Reducing the Anthropocene

I was fascinated by The Collapse of Western Civilization by Naomie Oreskes and Erik M. Conway.  They included detail of such grandeur in a way that made me have to backtrack and figure out if the events they were describing were current or whether they were part of the future they had created and were writing from.For me, their approach of telling the human history of what I am currently living made it easy to picture the grandiose effects that the Anthropocene has already had on Earth. Climate change has become such a household phrase that it’s been normalized, and reduced to almost nothing.  It makes sense that anthropogenic changes have become susceptible to reductionism because although we see the effects in the news, and we read and hear about the effects, if you live in urban areas, you don’t see them as easily.

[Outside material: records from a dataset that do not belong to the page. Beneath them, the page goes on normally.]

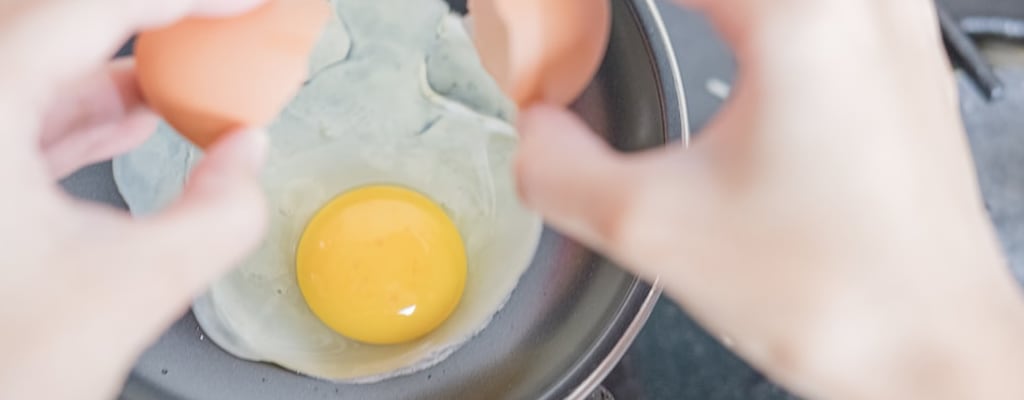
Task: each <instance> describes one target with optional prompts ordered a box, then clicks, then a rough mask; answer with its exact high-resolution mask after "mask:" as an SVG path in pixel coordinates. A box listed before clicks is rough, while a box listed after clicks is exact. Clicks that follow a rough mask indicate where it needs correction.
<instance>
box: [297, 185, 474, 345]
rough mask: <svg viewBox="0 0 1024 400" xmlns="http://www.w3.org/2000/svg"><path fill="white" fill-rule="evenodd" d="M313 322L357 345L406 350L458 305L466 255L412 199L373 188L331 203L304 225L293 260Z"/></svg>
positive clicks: (441, 213) (416, 203) (426, 207)
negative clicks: (377, 345)
mask: <svg viewBox="0 0 1024 400" xmlns="http://www.w3.org/2000/svg"><path fill="white" fill-rule="evenodd" d="M296 272H297V273H298V282H299V288H301V290H302V295H303V297H304V298H305V300H306V304H308V305H309V308H310V310H312V312H313V314H316V316H317V317H318V318H319V319H321V320H322V321H324V323H325V324H327V325H328V326H330V327H331V328H332V329H334V330H335V331H337V332H339V334H341V335H344V336H346V337H348V338H350V339H354V340H356V341H359V342H362V343H370V344H376V345H390V344H396V343H404V342H409V341H412V340H415V339H418V338H420V337H423V336H424V335H426V334H428V332H430V331H431V330H433V329H434V328H435V327H437V325H440V324H441V322H444V320H445V319H447V317H449V315H451V314H452V311H454V310H455V308H456V306H458V305H459V299H460V298H462V292H463V287H464V286H465V285H466V250H465V249H464V248H463V243H462V238H460V237H459V229H458V228H456V226H455V224H454V223H453V222H452V220H451V219H450V218H449V217H447V215H446V214H445V213H444V211H443V210H442V209H441V208H440V207H438V206H437V205H435V204H434V203H433V202H431V201H430V199H429V198H427V197H426V196H425V195H423V194H420V193H417V192H416V191H413V190H410V189H406V188H402V187H398V186H388V185H375V186H370V187H362V188H357V189H354V190H351V191H349V192H347V193H345V194H342V195H340V196H338V197H337V198H335V199H333V201H331V202H330V203H328V205H327V206H325V207H324V208H323V209H322V210H321V211H319V212H318V213H316V215H315V216H313V218H312V220H311V221H310V222H309V225H308V226H307V227H306V229H305V233H303V235H302V239H301V240H300V241H299V248H298V251H297V259H296Z"/></svg>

At home in Alaska, I see the effects everywhere.  As the hometown glacier recedes at an alarming rate, my backyard river rises higher and higher and the beach slowly disappears.  Summer temperatures reach 80 degrees in a temperate rainforest known for its 54 degree average and sideways rain.  Arctic sea ice melts and orcas migrate further and further north preying on resident whales and other creatures, altering the marine ecosystem.  The local ski area formerly known for its fresh powder at low elevations struggles to reopen in recent winters due to lack of snow.  I feel that the combination of statistics (present and future), perspicacious sea level maps, imagery and critical analysis of our current (their past) philosophies included in The Collapse of Western Civilization is an effective way to reopen the reader’s eyes to these irreversible effects of the Anthropocene even though most of the population would have to travel far to see it for themselves.

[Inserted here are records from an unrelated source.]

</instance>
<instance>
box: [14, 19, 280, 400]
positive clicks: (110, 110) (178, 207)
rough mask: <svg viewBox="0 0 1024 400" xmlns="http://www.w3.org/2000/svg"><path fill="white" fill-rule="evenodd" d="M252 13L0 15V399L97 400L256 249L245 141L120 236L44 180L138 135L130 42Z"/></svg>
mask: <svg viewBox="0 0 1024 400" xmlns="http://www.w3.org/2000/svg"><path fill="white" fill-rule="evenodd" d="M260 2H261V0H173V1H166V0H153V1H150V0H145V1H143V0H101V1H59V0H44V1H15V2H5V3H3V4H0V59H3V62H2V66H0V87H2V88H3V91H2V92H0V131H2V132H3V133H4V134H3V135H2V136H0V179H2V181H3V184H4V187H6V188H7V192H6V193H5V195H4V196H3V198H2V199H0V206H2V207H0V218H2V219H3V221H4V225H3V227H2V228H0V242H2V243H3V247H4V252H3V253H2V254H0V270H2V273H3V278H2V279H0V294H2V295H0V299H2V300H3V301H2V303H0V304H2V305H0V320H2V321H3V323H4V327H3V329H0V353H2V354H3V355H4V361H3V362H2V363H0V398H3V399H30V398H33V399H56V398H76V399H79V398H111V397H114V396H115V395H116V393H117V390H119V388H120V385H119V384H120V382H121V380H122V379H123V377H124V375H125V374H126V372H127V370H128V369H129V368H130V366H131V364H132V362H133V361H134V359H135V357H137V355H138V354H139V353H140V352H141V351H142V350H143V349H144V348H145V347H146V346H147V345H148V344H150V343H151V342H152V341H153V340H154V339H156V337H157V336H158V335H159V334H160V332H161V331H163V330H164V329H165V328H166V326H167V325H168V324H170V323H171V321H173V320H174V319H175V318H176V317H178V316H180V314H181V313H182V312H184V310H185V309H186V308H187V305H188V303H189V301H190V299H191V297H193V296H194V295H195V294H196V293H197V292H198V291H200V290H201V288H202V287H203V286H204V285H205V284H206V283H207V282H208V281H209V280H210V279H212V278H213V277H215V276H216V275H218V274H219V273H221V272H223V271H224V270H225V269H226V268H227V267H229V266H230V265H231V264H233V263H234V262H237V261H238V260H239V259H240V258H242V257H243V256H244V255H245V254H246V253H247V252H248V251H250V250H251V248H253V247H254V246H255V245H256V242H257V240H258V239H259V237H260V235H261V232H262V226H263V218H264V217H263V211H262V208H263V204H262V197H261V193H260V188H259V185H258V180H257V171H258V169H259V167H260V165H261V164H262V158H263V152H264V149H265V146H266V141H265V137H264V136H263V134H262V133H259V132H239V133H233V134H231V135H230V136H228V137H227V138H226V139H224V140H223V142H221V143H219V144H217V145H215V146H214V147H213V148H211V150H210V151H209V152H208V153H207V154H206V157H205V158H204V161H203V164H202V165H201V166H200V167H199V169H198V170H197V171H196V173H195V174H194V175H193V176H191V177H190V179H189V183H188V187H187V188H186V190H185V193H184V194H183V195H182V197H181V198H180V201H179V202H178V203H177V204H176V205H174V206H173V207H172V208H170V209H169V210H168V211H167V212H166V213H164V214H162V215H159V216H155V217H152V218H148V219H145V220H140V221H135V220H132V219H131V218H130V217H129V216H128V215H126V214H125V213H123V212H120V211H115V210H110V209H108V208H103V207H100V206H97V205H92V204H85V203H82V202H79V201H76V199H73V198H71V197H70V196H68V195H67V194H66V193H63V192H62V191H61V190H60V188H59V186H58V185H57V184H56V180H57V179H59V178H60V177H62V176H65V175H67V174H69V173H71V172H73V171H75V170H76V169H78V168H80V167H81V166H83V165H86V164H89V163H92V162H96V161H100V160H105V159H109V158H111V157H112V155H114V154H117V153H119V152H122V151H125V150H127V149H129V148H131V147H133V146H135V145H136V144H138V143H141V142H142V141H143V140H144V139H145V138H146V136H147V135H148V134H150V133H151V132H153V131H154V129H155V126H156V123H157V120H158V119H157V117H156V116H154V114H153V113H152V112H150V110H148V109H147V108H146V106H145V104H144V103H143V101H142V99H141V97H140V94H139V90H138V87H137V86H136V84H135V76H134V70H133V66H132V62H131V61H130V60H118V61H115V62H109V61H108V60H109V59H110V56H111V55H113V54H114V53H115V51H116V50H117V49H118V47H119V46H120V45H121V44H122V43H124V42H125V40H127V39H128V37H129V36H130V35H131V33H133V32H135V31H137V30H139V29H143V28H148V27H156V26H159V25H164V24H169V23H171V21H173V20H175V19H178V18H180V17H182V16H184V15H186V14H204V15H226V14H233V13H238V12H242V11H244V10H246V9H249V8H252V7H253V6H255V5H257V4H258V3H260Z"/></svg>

While reading Oreskes and Conway, I thought a lot about the other readings we’ve read and how authors imply that humans now have a control over the Earth’s systems, not the other way around.  However the constant theme of underestimation in Oreskes and Conway’s text imply that humans have lost control of these systems.  It’s as if we had control and realized it perhaps subconsciously, but couldn’t anticipate the snowball effect.  And here we are now, in the future, learning about how naïve humans were (are) to think they can put a cap on an annual, anthropogenic, global temperature increase.  They underestimated overpopulation, sea level rises, and solar radiation.  People were displaced, populations wiped out, and land area reduced.

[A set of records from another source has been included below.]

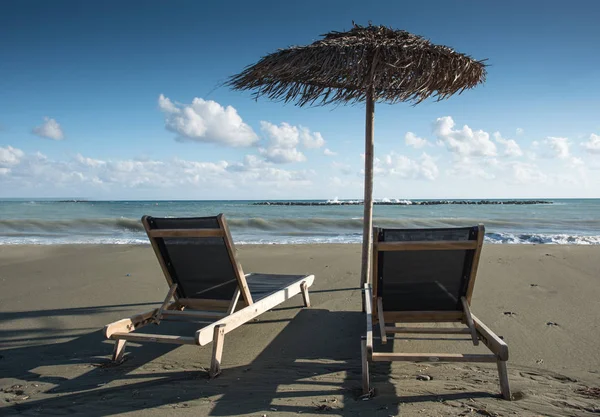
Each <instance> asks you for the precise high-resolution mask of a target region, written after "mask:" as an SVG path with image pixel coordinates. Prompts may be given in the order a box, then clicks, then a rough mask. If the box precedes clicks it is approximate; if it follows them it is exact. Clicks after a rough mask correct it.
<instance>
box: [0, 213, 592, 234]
mask: <svg viewBox="0 0 600 417" xmlns="http://www.w3.org/2000/svg"><path fill="white" fill-rule="evenodd" d="M227 220H228V223H229V225H230V227H231V229H232V231H233V232H239V233H252V232H269V233H274V234H278V233H283V234H285V233H291V232H293V231H300V232H304V233H309V232H314V233H329V234H339V233H354V232H356V231H360V230H362V226H363V220H362V217H343V218H342V217H335V218H332V217H310V218H309V217H302V218H284V217H277V218H262V217H251V218H235V217H230V218H228V219H227ZM478 223H484V224H485V226H486V228H487V230H500V231H501V232H504V231H508V230H511V231H514V230H516V231H519V230H524V231H525V230H535V231H538V232H544V233H551V232H554V231H556V234H557V235H558V234H559V233H560V231H562V230H569V231H585V230H589V231H592V232H593V231H598V232H600V219H586V220H583V219H553V220H548V219H527V221H521V220H519V219H498V218H496V219H483V220H482V219H480V218H465V217H414V218H409V217H405V218H377V217H376V218H375V219H374V220H373V224H374V225H376V226H379V227H389V228H429V227H465V226H472V225H475V224H478ZM73 232H76V233H91V234H105V233H114V232H120V233H144V226H143V225H142V222H141V221H140V220H139V219H131V218H125V217H118V218H100V219H93V218H79V219H65V220H41V219H12V220H10V219H8V220H0V236H8V235H12V236H18V235H19V234H26V235H31V234H41V235H45V234H50V235H55V234H63V233H73ZM573 234H579V233H573ZM582 234H585V233H582ZM523 236H525V235H523ZM532 239H533V238H532Z"/></svg>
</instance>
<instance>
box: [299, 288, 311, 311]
mask: <svg viewBox="0 0 600 417" xmlns="http://www.w3.org/2000/svg"><path fill="white" fill-rule="evenodd" d="M300 289H301V290H302V298H303V299H304V305H305V306H306V307H310V298H309V297H308V285H306V282H303V283H302V284H300Z"/></svg>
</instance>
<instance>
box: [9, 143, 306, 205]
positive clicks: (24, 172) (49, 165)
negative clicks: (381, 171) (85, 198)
mask: <svg viewBox="0 0 600 417" xmlns="http://www.w3.org/2000/svg"><path fill="white" fill-rule="evenodd" d="M0 175H2V182H3V187H2V188H3V190H2V191H3V192H4V193H6V192H8V190H11V189H12V190H19V191H22V190H27V189H29V190H31V189H38V190H39V189H43V190H44V191H46V190H56V191H55V192H56V193H58V194H61V193H64V192H63V191H60V190H68V191H69V192H71V191H72V190H84V192H85V193H95V192H98V190H109V191H113V192H114V191H115V190H129V189H145V190H152V192H154V191H155V190H160V189H165V190H173V189H177V188H181V187H184V188H185V189H186V190H190V191H193V190H196V191H202V192H204V191H206V190H212V191H213V192H219V191H220V190H222V189H223V188H237V189H238V190H240V189H243V187H246V188H247V187H260V186H261V184H263V185H264V184H267V185H266V186H267V187H274V188H277V189H281V190H286V189H288V190H290V189H293V187H297V186H298V187H309V186H311V184H312V178H313V177H314V175H315V172H314V171H312V170H302V171H293V170H285V169H279V168H274V167H272V166H270V165H269V164H268V163H267V162H265V161H264V160H262V159H261V158H259V157H257V156H255V155H247V156H246V158H244V161H243V162H242V163H237V162H235V163H230V162H227V161H217V162H207V161H191V160H184V159H180V158H174V159H170V160H164V161H161V160H152V159H144V160H139V159H117V160H113V159H106V160H101V159H95V158H91V157H86V156H83V155H81V154H77V155H75V156H74V157H73V158H69V159H66V160H52V159H49V158H47V157H46V156H44V155H42V154H39V153H37V154H25V153H24V152H23V151H21V150H19V149H15V148H12V147H8V148H0ZM240 187H242V188H240ZM267 189H269V188H267ZM36 194H37V192H36Z"/></svg>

I compare this futuristic point of view to Utopian writing and find it so creative.  The Collapse of Western Civilization made me think of Ecotopia, an ecologically perfect world in the San Francisco Bay Area by Ernest Callenbach in 1975.  Callenbach writes with the same goal, to change the status quo, to warn humans of what’s to come and at the same time proposing solutions.

I think that insightful readings like these two pave the way for sustainable change and thinking.  However, the unfortunate fact of the matter is a very small percentage of the population reads them.